NGOs: Another wing of US foreign policy [Archives:2004/767/Opinion]

August 26 2004

By Abdulhaqq Abdullah
For the Yemen Times
[email protected]

I would like to respond to your editorial column in issue 760, on the subject of NGOs. Firstly, I think it quite natural for many governments, or should I say dictators, in the Middle East to show suspicion towards NGOs. This does not mean that I condone the bureaucracy of licensing procedures and other red tape (which lets face it we are all subjected to in various ways) that you suggest is in some cases a deliberate attempt to obstruct NGOs, however we'd be incredibly naive to suggest that NGOs were anything other than another wing of US foreign policy.
The latest catch phrase in US foreign policy is the Greater Middle East Initiative (which at least sounds more democratic than regime change). The Greater Middle East Initiative – in a nut shell – is the attempt to deal with the entire Muslim world as one, and to counter the extremist threat with a sweeping set of political and economic reforms. How will they implement such an agenda? Why through the phenomena of trans-national, apolitical, non-aligned, unsuspected, all-singing, all-dancing, saviours of the modern world – NGOs.
Let me quote from Tamara Cofman in her evaluation of the Greater Middle East Initiative for the Brookings Institute, she argues that: “by embedding its small-bore programs in a network of new institutions with their own funding and capacity. Such institutions, once created, might begin to take on a life and logic of their own, and with luck can insulate the project of democracy promotion in the Middle East from the swings of political fortune that have often doomed similar efforts in the past. While some G-8 partners may balk at the creation of so many new multilateral institutions, such components are what ensure that the Greater Middle East Initiative is built in a way that is sustainable over the long term.”
What does that mean in simple English? It means that NGOs are a good because 1) they are self financing so cost the US tax payer nothing, 2) they are self perpetuating and don't need Government control leading to 3) they are not linked to any government so are seen as being impartial and 'credible', 4) you can have an NGO for every reform issue under the sun – in fact it seems the more he merrier, and 5) most importantly, what they promote is exactly the same as what the US wants promoted in the Middle East.
What NGOs bring are items of the western reform agenda, and they bring them one by one. Whether they hold workshops, or lectures, or training seminars, or publish publications, they promote a solution deriving from secular capitalism. Whether the subject is poverty, or literacy, or human rights, press rights, human trafficking, or empowerment of women, or child labour, they promote a solution deriving from secular capitalism. Whatever the development project, however well it's administered, it is done in the name of, or for, an idea of secular capitalism.
The problem is that Secular Capitalism did not come from Islam. The two are not the same, in fact they almost always differ.
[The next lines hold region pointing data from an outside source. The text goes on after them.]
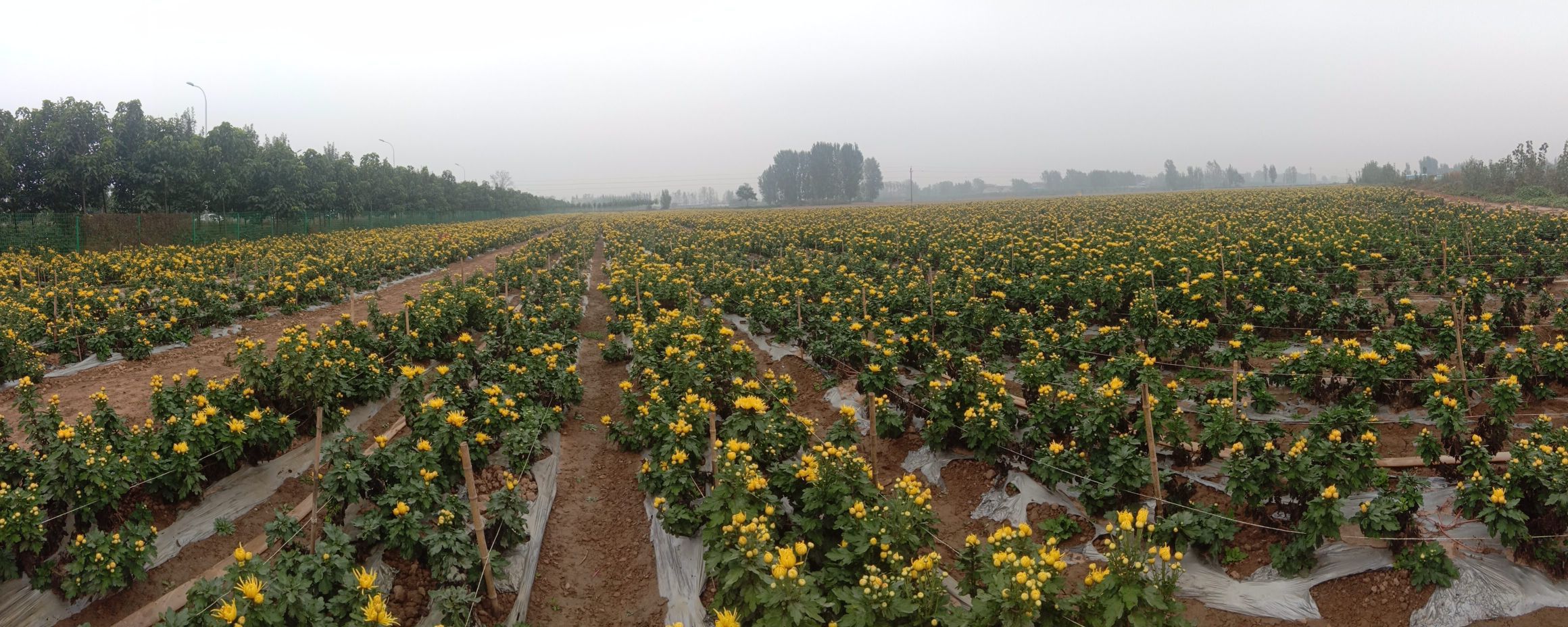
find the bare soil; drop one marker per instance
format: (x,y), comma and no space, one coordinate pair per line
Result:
(128,383)
(129,391)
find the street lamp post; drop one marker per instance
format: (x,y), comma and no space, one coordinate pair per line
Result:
(394,151)
(203,107)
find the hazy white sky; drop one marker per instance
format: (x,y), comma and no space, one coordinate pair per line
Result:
(628,96)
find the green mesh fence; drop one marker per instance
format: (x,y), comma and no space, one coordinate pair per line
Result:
(70,232)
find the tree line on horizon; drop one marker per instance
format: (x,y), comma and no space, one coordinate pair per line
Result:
(1526,173)
(827,173)
(72,155)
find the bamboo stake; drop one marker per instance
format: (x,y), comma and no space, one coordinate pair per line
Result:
(871,413)
(316,478)
(479,521)
(712,443)
(799,319)
(1459,349)
(1236,407)
(1148,428)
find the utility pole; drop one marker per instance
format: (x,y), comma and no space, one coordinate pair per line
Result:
(203,107)
(394,151)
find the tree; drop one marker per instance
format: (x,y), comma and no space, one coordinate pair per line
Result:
(822,173)
(827,173)
(501,179)
(871,179)
(1051,179)
(850,172)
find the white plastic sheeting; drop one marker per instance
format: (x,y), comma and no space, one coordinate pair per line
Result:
(930,464)
(1269,595)
(1490,586)
(522,561)
(998,505)
(678,561)
(844,394)
(229,497)
(764,341)
(247,488)
(115,358)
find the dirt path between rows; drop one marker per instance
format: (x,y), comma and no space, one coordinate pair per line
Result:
(126,380)
(596,563)
(129,383)
(1488,204)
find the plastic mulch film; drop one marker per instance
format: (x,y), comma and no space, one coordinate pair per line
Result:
(1490,585)
(998,505)
(678,561)
(1269,595)
(115,358)
(764,341)
(522,561)
(844,394)
(247,488)
(231,497)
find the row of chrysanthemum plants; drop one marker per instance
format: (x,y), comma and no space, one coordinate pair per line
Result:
(129,301)
(1079,389)
(493,378)
(98,471)
(799,532)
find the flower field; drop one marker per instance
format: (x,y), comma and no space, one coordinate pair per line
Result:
(1305,364)
(85,305)
(1329,383)
(481,376)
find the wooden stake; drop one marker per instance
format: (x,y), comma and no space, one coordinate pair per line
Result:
(479,521)
(799,319)
(871,413)
(1148,428)
(1236,405)
(930,292)
(1225,291)
(316,478)
(1459,349)
(712,443)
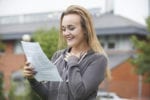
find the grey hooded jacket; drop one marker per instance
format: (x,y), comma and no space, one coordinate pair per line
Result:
(81,77)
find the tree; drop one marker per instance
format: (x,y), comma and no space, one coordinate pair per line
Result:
(1,87)
(142,59)
(48,39)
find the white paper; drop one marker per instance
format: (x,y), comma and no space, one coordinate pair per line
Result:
(46,70)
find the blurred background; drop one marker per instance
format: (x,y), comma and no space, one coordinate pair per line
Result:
(122,27)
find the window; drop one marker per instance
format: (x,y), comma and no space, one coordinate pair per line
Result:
(111,45)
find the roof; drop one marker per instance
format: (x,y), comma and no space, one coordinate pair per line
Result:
(106,24)
(109,23)
(117,58)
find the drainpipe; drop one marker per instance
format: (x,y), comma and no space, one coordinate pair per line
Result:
(140,87)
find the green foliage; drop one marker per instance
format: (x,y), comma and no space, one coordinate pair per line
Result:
(148,23)
(1,87)
(142,59)
(48,40)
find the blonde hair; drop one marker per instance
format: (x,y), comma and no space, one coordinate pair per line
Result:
(87,25)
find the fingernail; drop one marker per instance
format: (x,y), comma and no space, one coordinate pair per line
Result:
(35,72)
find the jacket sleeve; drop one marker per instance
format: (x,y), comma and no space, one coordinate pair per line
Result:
(40,88)
(82,86)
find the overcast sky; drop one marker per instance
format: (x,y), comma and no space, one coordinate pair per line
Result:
(13,7)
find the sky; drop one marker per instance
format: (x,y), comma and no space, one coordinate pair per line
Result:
(15,7)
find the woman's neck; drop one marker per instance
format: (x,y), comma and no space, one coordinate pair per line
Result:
(79,49)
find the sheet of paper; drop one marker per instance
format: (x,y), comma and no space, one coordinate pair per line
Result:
(46,70)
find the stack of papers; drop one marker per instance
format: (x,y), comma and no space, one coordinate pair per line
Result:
(46,70)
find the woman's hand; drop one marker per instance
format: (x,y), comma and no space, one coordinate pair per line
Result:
(28,71)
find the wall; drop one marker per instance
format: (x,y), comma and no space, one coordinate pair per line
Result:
(125,82)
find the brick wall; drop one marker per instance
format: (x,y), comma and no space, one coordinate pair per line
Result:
(125,82)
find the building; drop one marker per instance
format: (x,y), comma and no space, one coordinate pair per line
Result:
(113,30)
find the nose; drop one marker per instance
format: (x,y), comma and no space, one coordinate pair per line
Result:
(66,32)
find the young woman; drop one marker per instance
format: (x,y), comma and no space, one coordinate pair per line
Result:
(82,65)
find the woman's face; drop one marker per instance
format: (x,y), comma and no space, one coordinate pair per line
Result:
(72,30)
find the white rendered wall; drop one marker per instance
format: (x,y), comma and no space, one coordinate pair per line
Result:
(136,10)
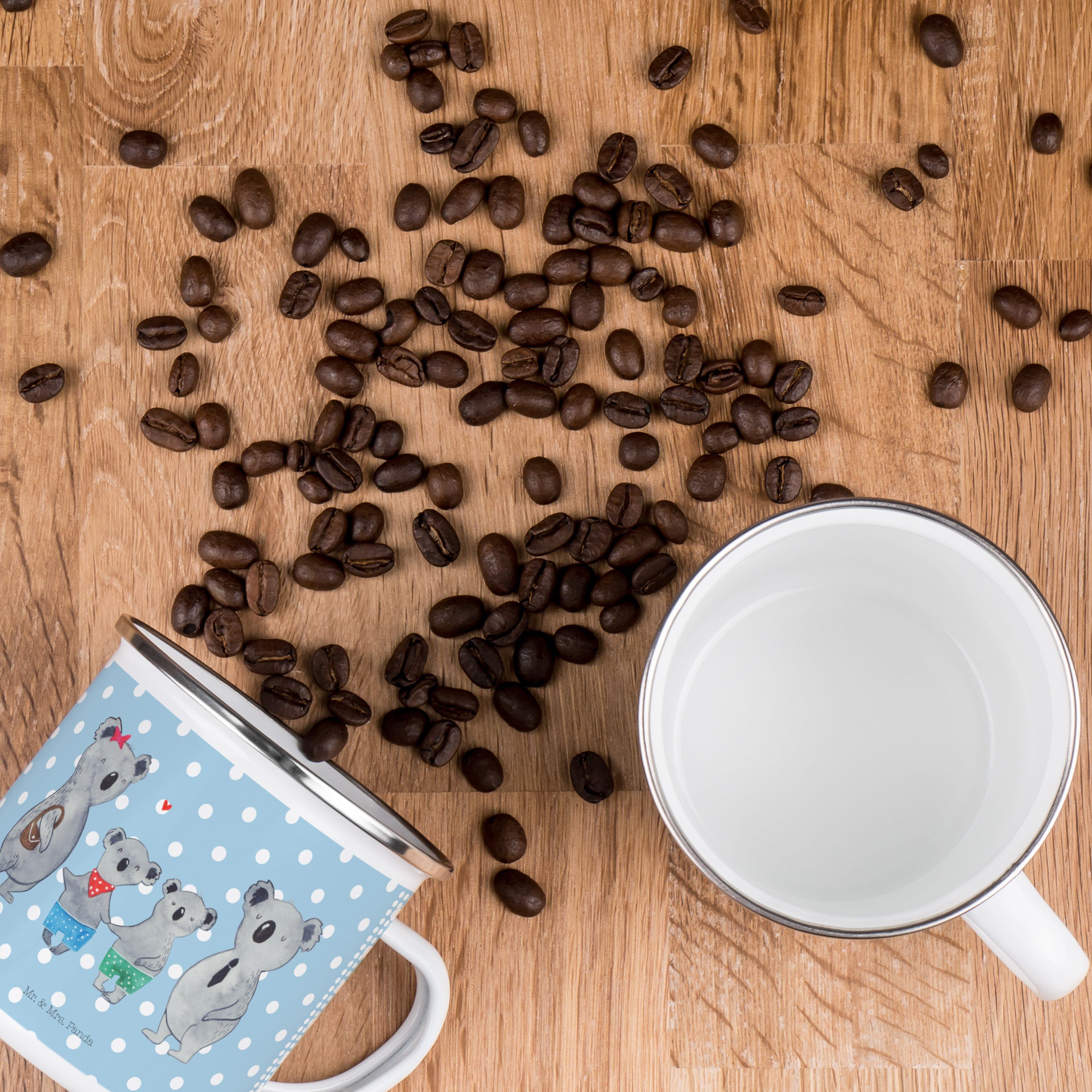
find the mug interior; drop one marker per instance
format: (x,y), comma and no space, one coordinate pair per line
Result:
(859,717)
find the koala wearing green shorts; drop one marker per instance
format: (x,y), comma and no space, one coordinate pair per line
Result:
(141,950)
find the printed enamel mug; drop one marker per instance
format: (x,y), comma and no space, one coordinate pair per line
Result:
(860,719)
(183,891)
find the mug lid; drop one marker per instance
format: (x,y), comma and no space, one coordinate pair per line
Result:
(247,721)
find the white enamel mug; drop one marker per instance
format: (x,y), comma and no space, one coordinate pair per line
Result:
(860,719)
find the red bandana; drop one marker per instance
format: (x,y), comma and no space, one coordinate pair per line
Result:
(96,885)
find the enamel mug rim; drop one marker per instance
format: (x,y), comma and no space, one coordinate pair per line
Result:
(648,729)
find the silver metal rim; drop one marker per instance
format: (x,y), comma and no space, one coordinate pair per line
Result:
(329,783)
(691,589)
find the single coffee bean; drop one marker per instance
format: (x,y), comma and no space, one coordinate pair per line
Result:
(270,657)
(1017,306)
(223,633)
(783,480)
(314,240)
(638,451)
(591,778)
(457,615)
(230,486)
(189,610)
(933,160)
(670,68)
(707,478)
(616,159)
(1030,388)
(466,47)
(286,698)
(902,189)
(212,220)
(948,386)
(483,770)
(264,588)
I am not for one second arguing that the Middle East is not in desperate need of drastic reform – it is. However, needing reform does not predispose us to embracing every ruff and ready suggestion with whole-hearted applause. Especially when those giving advice are the ones who caused most of the problems in the first place, and who still clearly have vested interests. In fact in issue 758 of the Yemen Times there was a fantastic article by Gwynne Dyer entitled 'What's wrong with the Arab World?', which argued very plainly the case that it was western Governments who imposed the current ruling structures on the Middle East, precisely to further their own interests. Why would their 'reform suggestions' be any more sincere?
Lets face it, this is what the reform agenda means:
Political reform means the imposition of democracy, which means subjecting the rules of Islam to the popular vote, in other words we are liberated by being given the legal right to pick and choose the bits of our religion we want to abide by.
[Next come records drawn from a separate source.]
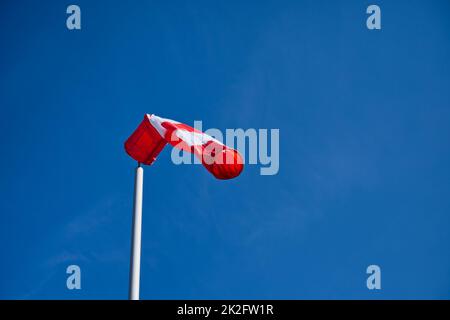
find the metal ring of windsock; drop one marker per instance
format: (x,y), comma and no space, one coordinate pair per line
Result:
(154,132)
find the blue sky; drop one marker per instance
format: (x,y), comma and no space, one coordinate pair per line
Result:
(364,148)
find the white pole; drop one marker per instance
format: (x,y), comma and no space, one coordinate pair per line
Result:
(135,263)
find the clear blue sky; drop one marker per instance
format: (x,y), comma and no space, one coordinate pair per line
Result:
(364,161)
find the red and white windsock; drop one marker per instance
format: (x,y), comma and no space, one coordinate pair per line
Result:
(151,136)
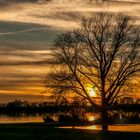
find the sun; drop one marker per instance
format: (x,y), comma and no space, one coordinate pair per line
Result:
(91,91)
(91,118)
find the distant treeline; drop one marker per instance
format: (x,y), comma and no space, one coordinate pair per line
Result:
(19,107)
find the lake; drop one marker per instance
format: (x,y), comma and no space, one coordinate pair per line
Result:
(38,118)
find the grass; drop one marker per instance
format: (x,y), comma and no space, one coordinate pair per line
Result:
(40,131)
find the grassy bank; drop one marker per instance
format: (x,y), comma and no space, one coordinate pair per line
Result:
(43,132)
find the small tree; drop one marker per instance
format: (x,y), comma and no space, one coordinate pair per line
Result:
(103,54)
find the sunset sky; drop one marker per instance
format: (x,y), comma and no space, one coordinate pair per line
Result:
(27,29)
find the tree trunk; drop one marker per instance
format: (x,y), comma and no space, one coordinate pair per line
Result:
(104,119)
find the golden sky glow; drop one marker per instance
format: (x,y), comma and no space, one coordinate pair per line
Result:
(26,34)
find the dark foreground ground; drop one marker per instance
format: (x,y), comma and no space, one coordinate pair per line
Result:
(43,132)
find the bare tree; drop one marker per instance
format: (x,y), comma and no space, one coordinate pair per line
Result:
(102,53)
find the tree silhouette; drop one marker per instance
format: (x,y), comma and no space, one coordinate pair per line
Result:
(103,54)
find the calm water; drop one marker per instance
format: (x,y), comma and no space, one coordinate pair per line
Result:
(38,118)
(124,128)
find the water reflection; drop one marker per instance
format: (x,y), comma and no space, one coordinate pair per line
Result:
(124,128)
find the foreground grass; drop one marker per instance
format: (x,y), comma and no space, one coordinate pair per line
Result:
(43,132)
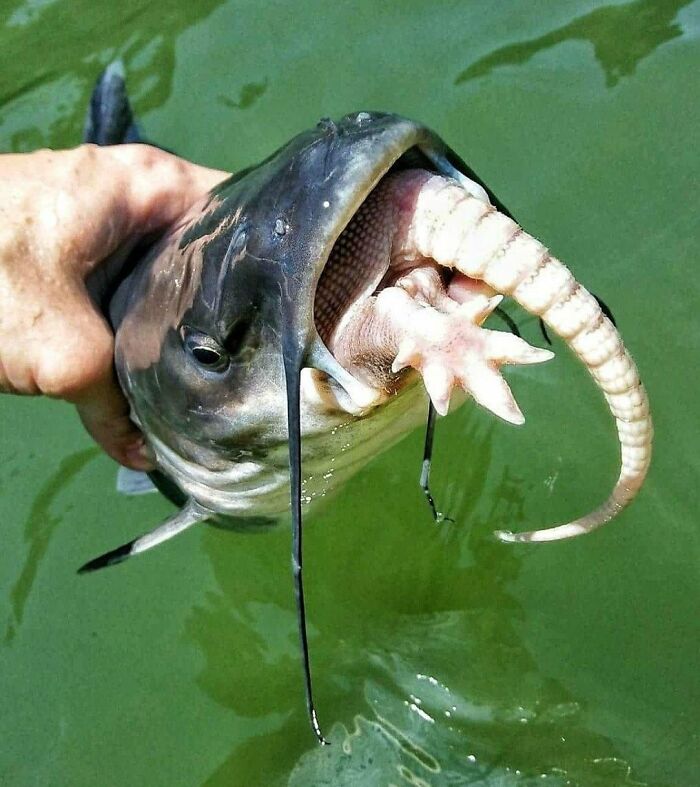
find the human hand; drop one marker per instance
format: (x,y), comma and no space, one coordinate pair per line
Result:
(62,213)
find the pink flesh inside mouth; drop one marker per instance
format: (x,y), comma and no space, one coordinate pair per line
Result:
(383,307)
(409,283)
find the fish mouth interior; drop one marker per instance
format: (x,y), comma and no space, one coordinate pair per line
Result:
(350,275)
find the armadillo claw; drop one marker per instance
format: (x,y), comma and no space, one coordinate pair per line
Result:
(459,352)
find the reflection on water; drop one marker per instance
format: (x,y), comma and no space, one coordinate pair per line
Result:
(433,685)
(45,107)
(249,94)
(643,26)
(39,528)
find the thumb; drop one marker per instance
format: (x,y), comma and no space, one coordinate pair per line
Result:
(76,364)
(105,414)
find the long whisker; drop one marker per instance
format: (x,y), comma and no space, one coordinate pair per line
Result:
(292,369)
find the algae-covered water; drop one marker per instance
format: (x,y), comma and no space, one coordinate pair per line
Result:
(440,656)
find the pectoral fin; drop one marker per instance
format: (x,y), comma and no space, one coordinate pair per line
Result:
(190,515)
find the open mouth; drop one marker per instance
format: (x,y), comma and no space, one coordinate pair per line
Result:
(384,303)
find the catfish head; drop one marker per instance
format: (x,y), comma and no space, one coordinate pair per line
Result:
(217,338)
(313,300)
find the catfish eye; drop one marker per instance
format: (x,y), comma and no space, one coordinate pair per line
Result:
(205,350)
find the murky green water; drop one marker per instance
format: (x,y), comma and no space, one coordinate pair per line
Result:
(441,657)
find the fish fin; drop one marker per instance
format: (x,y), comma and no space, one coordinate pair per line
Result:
(292,370)
(134,482)
(110,119)
(190,515)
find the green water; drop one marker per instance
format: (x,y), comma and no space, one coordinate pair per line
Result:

Economic reform means 'encouraging free trade' (which means opening up local markets to foreign goods, by reducing 'protectionism' such as government subsidies and import taxes), 'reducing foreign debt' (which means paying back loans and the accumulated interest which means short term money making initiatives such as increasing taxes and selling off natural resources), and 'public sector reform' which means privatisation, which means selling off national resources to foreign investors. All of which are devastating for the local economy, though quite good for the global one.
Social reform means changing the role and perception of women, which means making women work, encouraging promiscuity, tolerance of the immoral, and encouraging the traditionally taboo.
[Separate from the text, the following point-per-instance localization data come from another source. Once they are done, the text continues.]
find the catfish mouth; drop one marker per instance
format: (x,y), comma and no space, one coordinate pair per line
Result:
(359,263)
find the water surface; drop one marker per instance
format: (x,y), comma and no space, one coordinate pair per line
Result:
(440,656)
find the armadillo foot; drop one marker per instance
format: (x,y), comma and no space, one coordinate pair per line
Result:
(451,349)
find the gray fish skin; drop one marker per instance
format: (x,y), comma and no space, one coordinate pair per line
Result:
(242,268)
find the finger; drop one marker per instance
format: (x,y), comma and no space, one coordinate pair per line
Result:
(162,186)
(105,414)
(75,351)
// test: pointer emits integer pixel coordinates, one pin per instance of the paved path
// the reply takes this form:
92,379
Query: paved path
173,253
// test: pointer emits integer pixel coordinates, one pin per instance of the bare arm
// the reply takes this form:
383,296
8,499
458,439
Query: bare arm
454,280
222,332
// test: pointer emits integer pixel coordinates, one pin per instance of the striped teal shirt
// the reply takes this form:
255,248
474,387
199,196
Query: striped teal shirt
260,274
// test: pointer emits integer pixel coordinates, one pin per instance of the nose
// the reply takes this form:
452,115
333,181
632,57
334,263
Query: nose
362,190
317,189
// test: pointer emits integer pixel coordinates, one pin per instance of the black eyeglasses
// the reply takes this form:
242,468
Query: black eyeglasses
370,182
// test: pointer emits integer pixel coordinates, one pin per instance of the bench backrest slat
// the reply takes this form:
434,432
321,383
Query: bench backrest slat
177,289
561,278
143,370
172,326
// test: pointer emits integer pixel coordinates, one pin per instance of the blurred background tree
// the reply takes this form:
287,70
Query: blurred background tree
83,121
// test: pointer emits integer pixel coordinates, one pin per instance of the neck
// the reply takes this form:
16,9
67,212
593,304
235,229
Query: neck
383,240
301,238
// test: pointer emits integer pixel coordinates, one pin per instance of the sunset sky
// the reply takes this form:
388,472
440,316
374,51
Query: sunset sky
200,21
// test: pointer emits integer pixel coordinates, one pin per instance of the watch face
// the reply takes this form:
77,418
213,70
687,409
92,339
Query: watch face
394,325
NGO's are the front end and the friendly face of all of this. Whilst the individuals involved in the work are undoubtedly sincere, they are promoting a culture and a way of life mutually exclusive to Islam. They don't attack Islam by name, of course not, they merely argue the rational of ideas which contradict it. If you ask them they'll tell you that Islam is a good religion, but it is secular capitalism that they look to for answers.
Building infrastructure, providing drinking water, sanitation, public transport, electricity, judiciary, education and healthcare are the exclusive responsibility of Government, not NGOs. Why else do we have governments – if not to administer projects that are in the collective interest and from which everyone benefits? The more we accept NGOs to do the work of government the more we tolerate governmental incompetence, and the longer we're stuck with it. The sad truth is that the kind of reform needed is a little more drastic than patchwork plasters of 'development aid' or the lipstick of 'democracy'.